South Africa’s President Cyril Ramaphosa vows to end corruption

South African President Cyril Ramaphosa delivers a speech as he joins Muslims leaders to share iftar, the sunset meal to break Ramadan fast.

South Africa’s President Ramaphosa vowed to root out corruption at an Iftar dinner in Cape Town with business leaders and the clergy.

Ramaphosa’s comments come amid a political turning point this week after the ruling party suspended its secretary-general, Elias Magashule, over graft charges.

But a defiant Magashule, who is the first top party official to be temporarily forced out under a new policy aimed at turning the page on a litany of graft scandals, said he was not going anywhere. Instead, he said he was suspending Ramaphosa from his position as ANC president.

“Many steps are being taken to rid our country of corruption. And those who are corrupt, who have pursued corrupt ways will continue to fight and fight to the end because their life revolves around corruption. But we will end it and they will go where they belong,” Ramaphosa said.

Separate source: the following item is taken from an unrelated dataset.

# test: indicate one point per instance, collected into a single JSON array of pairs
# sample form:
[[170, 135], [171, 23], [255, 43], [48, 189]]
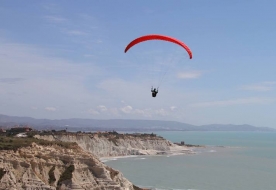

Magashule, 61, was given a 30-day ultimatum on March 30 to step aside after being charged with embezzling public funds while he was premier of the Free State province.

He ignored the deadline and refused to resign voluntarily, forcing the party to suspend him.

“You are hereby temporarily suspended with effect from 3 May 2021 until the final outcome of your court proceedings,” his deputy Jessie Duarte informed Magashule of his suspension in a letter.

The letter, dated Monday and leaked to the media on Wednesday, said the decision to suspend him would be “in the best interest of the organisation”.

Charges against Magashule relate to public funds that were set aside to vet government-built housing with asbestos roofs in 2014 when he headed the provincial government, dubbed a “gangster state” in a book by investigative journalist Pieter-Louis Myburgh.

The hazardous roofs were never removed, and investigators believe that the equivalent of over $12 million (10 million euros) was pocketed.

Magashule was briefly arrested in November and granted bail on graft charges. He is next expected to appear before a high court in August.

Ramaphosa vowed to fight corruption after taking over from the scandal-hit Jacob Zuma in 2018.

The African National Congress (ANC) of Nelson Mandela, which has been ruling the country since the end of white minority rule in 1994, has been at pains to clean up its image, marred by years of graft.

The historic party has been suffering a decline in support in elections in recent years. The country goes to local government polls in October this year.

John Steenhuisen, leader of the main opposition Democratic Alliance party, said it was not enough to just suspend Magashule, demanding that the party make sure that “he is put behind bars”.